I'm creating a Google App Engine application (python) and I'm learning about the general framework. I've been looking at the tutorial and documentation for the NDB datastore, and I'm having some difficulty wrapping my head around the concepts. I have a large background with SQL databases and I've never worked with any other type of data storage system, so I'm thinking that's where I'm running into trouble.
My current understanding is this: The NDB datastore is a collection of entities (analogous to DB records) that have properties (analogous to DB fields/columns). Entities are created using a Model (analogous to a DB schema). Every entity has a key that is generated for it when it is stored. This is where I run into trouble because these keys do not seem to have an analogy to anything in SQL DB concepts. They seem similar to primary keys for tables, but those are more tightly bound to records, and in fact are fields themselves. These NDB keys are not properties of entities, but are considered separate objects from entities. If an entity is stored in the datastore, you can retrieve that entity using its key.
One of my big questions is where do you get the keys for this? Some of the documentation I saw showed examples in which keys were simply created. I don't understand this. It seemed that when entities are stored, the put() method returns a key that can be used later. So how can you just create keys and define ids if the original keys are generated by the datastore?
Another thing that I seem to be struggling with is the concept of ancestry with keys.
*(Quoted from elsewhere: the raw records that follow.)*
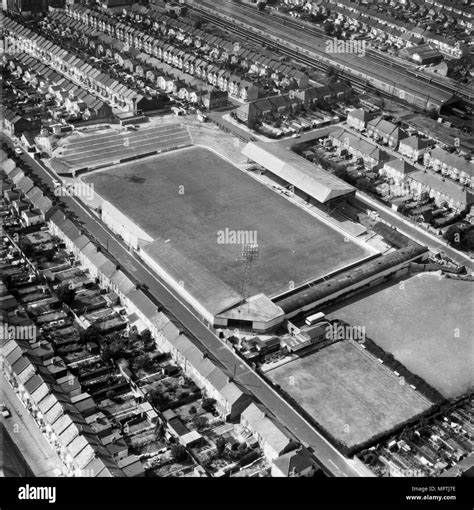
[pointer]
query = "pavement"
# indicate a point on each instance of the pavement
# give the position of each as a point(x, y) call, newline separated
point(329, 457)
point(39, 457)
point(414, 232)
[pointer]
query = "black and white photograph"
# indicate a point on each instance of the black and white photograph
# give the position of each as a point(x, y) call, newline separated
point(237, 242)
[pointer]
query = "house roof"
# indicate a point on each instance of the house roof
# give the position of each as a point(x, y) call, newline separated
point(294, 169)
point(294, 463)
point(254, 415)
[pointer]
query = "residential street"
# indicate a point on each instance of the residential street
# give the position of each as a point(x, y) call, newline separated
point(23, 431)
point(330, 458)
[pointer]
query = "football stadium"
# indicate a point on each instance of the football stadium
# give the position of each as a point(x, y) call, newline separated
point(189, 213)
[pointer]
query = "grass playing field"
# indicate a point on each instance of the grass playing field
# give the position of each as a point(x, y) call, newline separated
point(348, 392)
point(426, 323)
point(188, 197)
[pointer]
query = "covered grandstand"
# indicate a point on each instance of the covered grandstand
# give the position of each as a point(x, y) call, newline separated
point(350, 281)
point(298, 172)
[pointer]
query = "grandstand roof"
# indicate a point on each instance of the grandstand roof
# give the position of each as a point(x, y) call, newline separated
point(294, 169)
point(350, 277)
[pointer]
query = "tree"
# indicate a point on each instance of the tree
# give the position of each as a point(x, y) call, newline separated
point(179, 453)
point(66, 294)
point(220, 445)
point(146, 336)
point(453, 235)
point(328, 28)
point(201, 422)
point(208, 404)
point(90, 334)
point(159, 430)
point(158, 399)
point(26, 247)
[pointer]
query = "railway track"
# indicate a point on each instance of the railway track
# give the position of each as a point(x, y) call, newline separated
point(463, 92)
point(257, 25)
point(358, 83)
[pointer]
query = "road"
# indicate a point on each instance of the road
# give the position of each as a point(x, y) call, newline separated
point(330, 459)
point(12, 462)
point(415, 233)
point(33, 455)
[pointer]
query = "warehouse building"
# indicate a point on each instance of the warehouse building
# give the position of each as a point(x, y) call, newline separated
point(305, 177)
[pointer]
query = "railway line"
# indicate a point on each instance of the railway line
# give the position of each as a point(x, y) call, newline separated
point(358, 83)
point(265, 29)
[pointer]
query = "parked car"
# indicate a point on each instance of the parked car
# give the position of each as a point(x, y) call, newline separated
point(5, 411)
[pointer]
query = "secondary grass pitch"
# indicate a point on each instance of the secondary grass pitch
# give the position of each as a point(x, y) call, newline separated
point(188, 197)
point(426, 323)
point(348, 392)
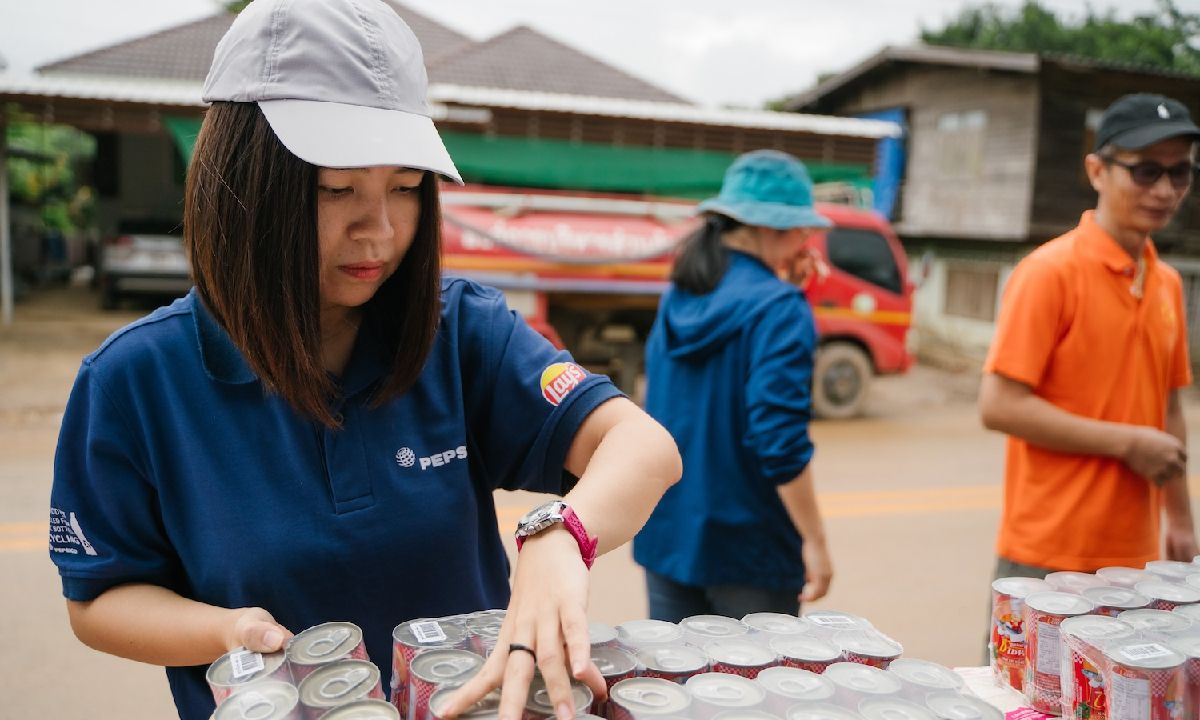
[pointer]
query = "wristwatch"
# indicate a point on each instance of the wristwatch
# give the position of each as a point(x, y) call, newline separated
point(557, 511)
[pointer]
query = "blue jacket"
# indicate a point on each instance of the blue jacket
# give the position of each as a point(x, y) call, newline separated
point(177, 468)
point(730, 376)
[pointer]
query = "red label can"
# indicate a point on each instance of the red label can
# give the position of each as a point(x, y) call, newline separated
point(1044, 612)
point(339, 683)
point(409, 639)
point(1146, 682)
point(322, 645)
point(675, 663)
point(1007, 646)
point(1084, 640)
point(805, 653)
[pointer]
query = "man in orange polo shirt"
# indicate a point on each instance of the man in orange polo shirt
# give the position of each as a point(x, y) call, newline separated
point(1087, 363)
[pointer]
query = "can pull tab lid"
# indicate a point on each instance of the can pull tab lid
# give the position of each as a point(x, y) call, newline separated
point(341, 685)
point(651, 699)
point(451, 667)
point(708, 628)
point(255, 706)
point(329, 643)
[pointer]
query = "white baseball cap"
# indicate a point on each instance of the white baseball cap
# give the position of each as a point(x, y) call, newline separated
point(341, 82)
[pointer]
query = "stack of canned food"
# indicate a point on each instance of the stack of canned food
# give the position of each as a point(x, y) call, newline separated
point(324, 672)
point(1120, 643)
point(823, 666)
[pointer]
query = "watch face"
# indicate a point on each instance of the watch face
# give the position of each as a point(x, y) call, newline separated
point(540, 517)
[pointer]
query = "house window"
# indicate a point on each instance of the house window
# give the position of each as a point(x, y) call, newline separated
point(971, 292)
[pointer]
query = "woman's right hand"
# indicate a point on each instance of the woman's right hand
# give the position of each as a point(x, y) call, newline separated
point(256, 630)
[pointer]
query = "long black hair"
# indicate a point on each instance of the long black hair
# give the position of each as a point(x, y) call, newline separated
point(702, 259)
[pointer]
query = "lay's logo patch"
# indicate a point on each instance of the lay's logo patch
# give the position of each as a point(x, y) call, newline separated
point(559, 379)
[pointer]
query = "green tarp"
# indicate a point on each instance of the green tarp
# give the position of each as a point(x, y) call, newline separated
point(527, 162)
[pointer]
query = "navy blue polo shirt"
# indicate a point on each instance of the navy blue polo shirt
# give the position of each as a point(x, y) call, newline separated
point(175, 467)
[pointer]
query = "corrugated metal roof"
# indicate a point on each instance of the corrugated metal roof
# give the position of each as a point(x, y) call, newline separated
point(185, 52)
point(151, 91)
point(1023, 63)
point(661, 111)
point(187, 94)
point(525, 59)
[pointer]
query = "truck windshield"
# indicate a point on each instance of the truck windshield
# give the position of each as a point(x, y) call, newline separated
point(865, 255)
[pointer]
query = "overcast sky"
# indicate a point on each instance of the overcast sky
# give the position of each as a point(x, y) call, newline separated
point(714, 52)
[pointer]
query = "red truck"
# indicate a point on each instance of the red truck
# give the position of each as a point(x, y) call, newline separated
point(587, 271)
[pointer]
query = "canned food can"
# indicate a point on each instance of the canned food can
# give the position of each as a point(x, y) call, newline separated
point(1044, 612)
point(855, 683)
point(1084, 640)
point(615, 665)
point(484, 630)
point(1113, 600)
point(599, 634)
point(267, 700)
point(540, 707)
point(700, 630)
point(1191, 612)
point(1007, 646)
point(339, 683)
point(240, 667)
point(431, 670)
point(364, 709)
point(1167, 595)
point(409, 639)
point(485, 708)
point(765, 625)
point(675, 663)
point(868, 647)
point(714, 693)
point(322, 645)
point(1158, 623)
point(1123, 577)
point(745, 715)
point(805, 652)
point(828, 622)
point(648, 697)
point(1068, 581)
point(1174, 570)
point(922, 678)
point(893, 708)
point(961, 707)
point(786, 687)
point(741, 657)
point(1145, 681)
point(636, 634)
point(821, 712)
point(1189, 647)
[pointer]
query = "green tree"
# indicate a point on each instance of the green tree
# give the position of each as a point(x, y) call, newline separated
point(1164, 39)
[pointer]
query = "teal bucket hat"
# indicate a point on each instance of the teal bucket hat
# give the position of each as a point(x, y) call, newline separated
point(767, 189)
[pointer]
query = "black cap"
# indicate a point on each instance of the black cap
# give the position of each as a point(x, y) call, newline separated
point(1137, 121)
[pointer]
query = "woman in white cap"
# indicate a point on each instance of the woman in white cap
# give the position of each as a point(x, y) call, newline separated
point(729, 369)
point(315, 432)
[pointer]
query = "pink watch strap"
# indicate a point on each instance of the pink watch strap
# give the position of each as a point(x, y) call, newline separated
point(575, 527)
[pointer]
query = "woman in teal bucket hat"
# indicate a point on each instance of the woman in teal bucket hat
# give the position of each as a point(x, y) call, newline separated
point(730, 373)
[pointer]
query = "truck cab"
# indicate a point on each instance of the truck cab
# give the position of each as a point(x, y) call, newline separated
point(587, 271)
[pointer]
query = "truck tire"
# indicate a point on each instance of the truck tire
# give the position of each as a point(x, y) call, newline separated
point(841, 379)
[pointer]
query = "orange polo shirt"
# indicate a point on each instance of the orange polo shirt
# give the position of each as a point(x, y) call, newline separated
point(1071, 328)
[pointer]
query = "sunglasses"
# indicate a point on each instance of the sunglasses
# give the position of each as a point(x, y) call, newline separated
point(1146, 173)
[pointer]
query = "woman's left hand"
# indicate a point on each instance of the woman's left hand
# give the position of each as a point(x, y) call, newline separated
point(547, 615)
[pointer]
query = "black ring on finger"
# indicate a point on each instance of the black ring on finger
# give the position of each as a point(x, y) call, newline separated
point(514, 647)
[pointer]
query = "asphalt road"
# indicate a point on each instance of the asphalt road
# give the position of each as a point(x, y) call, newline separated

You can define parent keys of whatever kind you want. Is there a predefined schema for this? For example, if I had a model subclass called 'Person', and I created a key of kind 'Person', can I use that key as a parent of any other type? Like if I wanted a 'Shoe' key to be a child of a 'Person' key, could I also then declare a 'Car' key to be a child of that same 'Person' key? Or will I be unable to after adding the 'Shoe' key?
I'd really just like a simple explanation of the NDB datastore and its API for someone coming from a primarily SQL background.
I think you've overcomplicating things in your mind. When you create an entity, you can either give it a named key that you've chosen yourself, or leave that out and let the datastore choose a numeric ID. Either way, when you call put, the datastore will return the key, which is stored in the form [<entity_kind>, <id_or_name>] (actually this also includes the application ID and any namespace, but I'll leave that out for clarity).
You can make entities members of an entity group by giving them an ancestor. That ancestor doesn't actually have to refer to an existing entity, although it usually does. All that happens with an ancestor is that the entity's key includes the key of the ancestor: so it now looks like [<parent_entity_kind>, <parent_id_or_name>, <entity_kind>, <id_or_name>]. You can now only get the entity by including its parent key. So, in your example, the Shoe entity could be a child of the Person, whether or not that Person has previously been created: it's the child that knows about the ancestor, not the other way round.
(Note that that ancestry path can be extended arbitrarily: the child entity can itself be an ancestor, and so on. In this case, the group is determined by the entity at the top of the tree.)
Saving entities as part of a group has advantages in terms of consistency, in that a query inside an entity group is always guaranteed to be fully consistent, whereas outside the query is only eventually consistent. However, there are also disadvantages, in that the write rate of an entity group is limited to 1 per second for the whole group.
Datastore keys are a little more analogous to internal SQL row identifiers, but of course not entirely. Identifiers in Appengine are a bit like SQL primary keys. To support decentralised concurrent creation of new keys by many application instances in a cloud of servers, AppEngine internally generates the keys to guarantee uniqueness. Your application defines parameters (application identifier, optional namespace, kind and optional entity identifier) which AppEngine uses to seed its key generator. If you do not provide an identifier, AppEngine will generate a unique numeric identifier that you can read.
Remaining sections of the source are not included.